Este no es un libro sobre el poder, sino sobre cómo actúa el poder en los que la ejercen o los que aspiran al mismo. Es un estudio de la naturaleza humana sometida a unas condiciones que poca gente prueba. Carles Casajuana es un escritor tan notable como singular. Diplomático de profesión -ahora retirado-, ha compaginado la vida cosmopolita con una pasión serena para la escritura. Debutó hace más de tres décadas en Acantilado y Quaderns Crema y ha ido haciendo camino recogiendo premios y al mismo tiempo manteniendo un perfil mediático muy bajo. Vive en Madrid, es un hombre amable, inteligente, pulcro, observador y tranquilo.
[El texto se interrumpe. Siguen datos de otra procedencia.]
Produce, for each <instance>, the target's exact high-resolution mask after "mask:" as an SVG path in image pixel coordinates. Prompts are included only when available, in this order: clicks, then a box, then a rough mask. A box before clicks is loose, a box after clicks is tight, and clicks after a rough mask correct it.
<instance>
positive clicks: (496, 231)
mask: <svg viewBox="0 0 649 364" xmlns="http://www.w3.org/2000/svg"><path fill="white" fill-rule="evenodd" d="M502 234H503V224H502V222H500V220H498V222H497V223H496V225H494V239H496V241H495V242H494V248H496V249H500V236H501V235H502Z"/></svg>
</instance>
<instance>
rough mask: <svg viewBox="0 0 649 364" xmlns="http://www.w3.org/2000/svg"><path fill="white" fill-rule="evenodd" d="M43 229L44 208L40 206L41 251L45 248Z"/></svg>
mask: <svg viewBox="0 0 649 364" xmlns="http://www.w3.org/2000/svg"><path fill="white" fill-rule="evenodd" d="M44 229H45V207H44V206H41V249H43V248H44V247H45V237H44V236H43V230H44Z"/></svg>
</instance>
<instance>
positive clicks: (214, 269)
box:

Su prosa, de una calidad excelente, refleja este talante porque es una especie de discurso pausado, uniforme, donde las cosas se explican más que estallan, pero un discurso creado a partir de recursos literarios deslumbrantes. Lenguaje, metáforas e imágenes mejoran escenas perfectamente cotidianas. Escribe sin levantar la voz, pero te envuelve en un baile de palabras que lleva a su puerto.
Casajuana es un autor preocupado por el país -ha escrito ‘El último hombre que hablaba catalán’- pero no sólo eso: le preocupa la condición humana. En su penúltima novela, ‘Un escándalo sin importancia’ (2011), se acerca al tema de este ensayo: un directivo que lucha contra la corrupción en la esfera internacional es sometido a un chantaje que lo destroza. Todo va pasando sin que te des cuenta, como quien excava un pozo, y el grado de profundidad avanza poco a poco. La lectura de Casajuana es balsámica, porque da al lector todo el tiempo del mundo para que vaya acercándose a la revelación final, que siempre está. La lectura se parece mucho a un paseo: se parece a la vida misma. ‘Las leyes del castillo’, por tanto, es un libro brillante, escrito por una persona que ha visto de cerca el funcionamiento del poder. Entre otras cosas, Casajuana ha trabajado junto a Rodríguez Zapatero, al que se niega a criticar. Del conjunto de notas que fue tomando a lo largo de su carrera sale una reflexión sobre la criatura humana, punteada por citas oportunas de todas las épocas, desde el imprescindible Maquiavelo hasta prohombres muy contemporáneos. No se trata de hacer sangre -esto Casajuana no lo haría nunca- sino de advertirnos a todos de que el poder es un juego serio, que nadie lo abandona al igual que como llegó, que muchas de las consecuencias que sufrimos los simples mortales provienen de esta capacidad del poder de obnubilar conciencias, principios y objetivos. Golpea sobre todo el capítulo en el que explica cómo un equipo entusiasta de personas llega al poder -pongamos que tras ganar unas elecciones- y cómo las reglas del “castillo” acaban por desquiciar psicologías y amistades para suplantarlas por las oscuras leyes de la supervivencia personal.
Casajuana desarrolla una larga metáfora del poder como casino donde los protagonistas se juegan las fichas (la permanencia), mientras se van distanciando de la realidad y de la medida del talento. Son a la vez, dice el autor, el jugador y la apuesta. El libro está lleno de frases que son auténticos aforismos. El poder, insiste, siempre está en otro lugar, es imposible de atrapar, circula. En las alturas, marea y hace perder pie; a los niveles inferiores, es pura angustia porque todo lo que no sea avanzar es retroceder. Y enfrente tiene a los ciudadanos que observan, critican, juzgan o esperan. Casajuana diseccionando las variantes que actúan en este juego perverso de llegar al poder con ganas de hacer cosas y de establecerse en él sólo con ganas de conservar lo que se tiene: la adulación de los alrededores, la pompa de los rituales, el reconocimiento. El poder da sentido a la vida de los poderosos. Pero también un dictamen para escuchar: “Sólo se puede gobernar un pueblo ofreciéndole un futuro”. Lo dijo Napoleón y es la clave de todo.